1. The files which are already in UTF-8 should not be changed 1
When I recently had this issue, I solved it by first finding all files in need of conversion.
I did this by excluding the files that should not be converted. This includes binary files, pure ASCII files (which by definition already have a valid UTF-8 encoding), and files that contain at least some valid non-ASCII UTF-8 characters.
In short, I recursively searched the files that probably should be converted :
$ find . -type f -name '*' -exec sh -c 'for n; do file -i "$n" | grep -Ev "binary|us-ascii|utf-8"; done' sh {} +
I had a subdirectory tree containing some 300 – 400 files. About half a dozen of them turned out to be wrongly encoded, and typically returned responses like :
./<some-path>/plain-text-file.txt: text/plain; charset=iso-8859-1 ./<some-other-path>/text-file.txt: text/plain; charset=unknown-8bit
Note how the encoding was either iso-8859-1, or unknown-8bit.
This makes sense – any non-ASCII Windows-1252 character can either be a valid ISO 8859-1 character – or – it can be one of the 27 characters in the 128 – 159 (x80 – x9F) range for which no printable ISO 8859-1 characters are defined.
1. a. A caveat with the find . -exec solution 2
A problem with the find . -exec solution is that it can be very slow – a problem that grows with the size of the subdirectory tree under scrutiny.
In my experience, it might be faster – potentially much faster – to run a number of commands instead of the single command suggested above, as follows :
$ file -i * | grep -Ev "binary|us-ascii|utf-8" $ file -i */* | grep -Ev "binary|us-ascii|utf-8" $ file -i */*/* | grep -Ev "binary|us-ascii|utf-8" $ file -i */*/*/* | grep -Ev "binary|us-ascii|utf-8" $ …
Continue increasing the depth in these commands until the response is something like this:
*/*/*/*/*/*/*: cannot open `*/*/*/*/*/*/*' (No such file or directory)
Once you see cannot open / (No such file or directory), it is clear that the entire subdirectory tree has been searched.
2. Convert the culprit files
Now that all suspicious files have been found, I prefer to use a text editor to help with the conversion, instead of using a command line tool like recode.
2. a. On Windows, consider using Notepad++
On Windows, I like to use Notepad++ for converting files.

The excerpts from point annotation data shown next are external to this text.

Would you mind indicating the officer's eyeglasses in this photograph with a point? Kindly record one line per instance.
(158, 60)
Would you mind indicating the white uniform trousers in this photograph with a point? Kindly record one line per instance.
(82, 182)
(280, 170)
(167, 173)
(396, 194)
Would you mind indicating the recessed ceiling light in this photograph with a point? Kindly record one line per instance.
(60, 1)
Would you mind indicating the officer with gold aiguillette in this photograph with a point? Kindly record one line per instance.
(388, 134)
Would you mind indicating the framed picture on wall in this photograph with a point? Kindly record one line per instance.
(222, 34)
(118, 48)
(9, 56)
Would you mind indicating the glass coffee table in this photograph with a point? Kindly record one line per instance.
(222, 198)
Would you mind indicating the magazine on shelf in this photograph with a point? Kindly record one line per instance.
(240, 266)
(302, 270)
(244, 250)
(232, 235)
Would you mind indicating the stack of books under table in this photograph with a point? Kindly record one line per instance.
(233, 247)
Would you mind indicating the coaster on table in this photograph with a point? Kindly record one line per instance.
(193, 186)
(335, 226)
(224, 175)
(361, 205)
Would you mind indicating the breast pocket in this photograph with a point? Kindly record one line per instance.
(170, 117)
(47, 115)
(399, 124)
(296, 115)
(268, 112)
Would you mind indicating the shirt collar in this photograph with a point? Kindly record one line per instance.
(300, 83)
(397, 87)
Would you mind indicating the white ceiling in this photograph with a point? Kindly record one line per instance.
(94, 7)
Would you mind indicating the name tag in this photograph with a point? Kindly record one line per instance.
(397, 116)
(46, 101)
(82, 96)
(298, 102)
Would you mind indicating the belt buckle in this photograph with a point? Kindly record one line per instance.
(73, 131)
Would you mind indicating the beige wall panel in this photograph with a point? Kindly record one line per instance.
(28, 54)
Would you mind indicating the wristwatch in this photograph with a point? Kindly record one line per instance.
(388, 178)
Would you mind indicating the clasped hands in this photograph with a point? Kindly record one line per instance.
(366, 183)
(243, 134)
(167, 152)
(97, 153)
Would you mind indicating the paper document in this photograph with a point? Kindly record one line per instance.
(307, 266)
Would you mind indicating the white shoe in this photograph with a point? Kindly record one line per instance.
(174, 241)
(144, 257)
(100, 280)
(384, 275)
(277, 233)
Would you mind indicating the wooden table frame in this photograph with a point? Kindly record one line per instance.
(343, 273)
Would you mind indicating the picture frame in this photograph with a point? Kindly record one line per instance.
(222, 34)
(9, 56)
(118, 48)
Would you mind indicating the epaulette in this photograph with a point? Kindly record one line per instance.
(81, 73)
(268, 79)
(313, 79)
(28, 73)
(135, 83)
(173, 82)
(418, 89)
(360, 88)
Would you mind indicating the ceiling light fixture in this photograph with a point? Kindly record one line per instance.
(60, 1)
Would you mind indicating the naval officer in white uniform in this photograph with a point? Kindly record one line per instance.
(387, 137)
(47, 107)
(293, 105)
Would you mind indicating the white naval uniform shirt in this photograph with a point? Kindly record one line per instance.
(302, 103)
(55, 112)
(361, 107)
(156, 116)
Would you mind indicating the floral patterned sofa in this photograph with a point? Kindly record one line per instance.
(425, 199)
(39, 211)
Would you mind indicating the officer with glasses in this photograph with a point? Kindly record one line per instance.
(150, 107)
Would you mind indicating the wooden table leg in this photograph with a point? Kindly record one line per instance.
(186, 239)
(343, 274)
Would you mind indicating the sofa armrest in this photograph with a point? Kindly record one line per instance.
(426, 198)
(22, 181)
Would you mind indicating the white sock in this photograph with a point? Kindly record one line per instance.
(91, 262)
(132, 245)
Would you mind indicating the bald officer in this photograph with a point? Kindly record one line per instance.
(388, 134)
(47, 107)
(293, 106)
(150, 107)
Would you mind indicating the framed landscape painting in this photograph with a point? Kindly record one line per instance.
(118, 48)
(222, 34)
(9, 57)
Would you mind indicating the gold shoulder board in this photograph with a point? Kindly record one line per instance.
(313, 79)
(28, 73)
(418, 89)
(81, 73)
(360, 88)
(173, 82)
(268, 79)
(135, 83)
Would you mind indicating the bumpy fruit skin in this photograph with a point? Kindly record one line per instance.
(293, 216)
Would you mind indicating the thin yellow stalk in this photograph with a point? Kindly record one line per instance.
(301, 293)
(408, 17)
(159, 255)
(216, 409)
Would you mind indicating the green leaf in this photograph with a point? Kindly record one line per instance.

Have a look at this excellent post if you need help on that.
2. b. On Linux or macOS, consider using Visual Studio Code
On Linux and macOS, try VS Code for converting files. I've given a few hints in this post.
References
1 Section 1 relies on using the file command, which unfortunately isn't completely reliable. As long as all your files are smaller than 64 kB, there shouldn't be any problem. For files (much) larger than 64 kB, there is a risk that non-ASCII files will falsely be identified as pure ASCII files. The fewer non-ASCII characters in such files, the bigger the risk that they will be wrongly identified. For more on this, see this post and its comments.
2 Subsection 1. a. is inspired by this answer.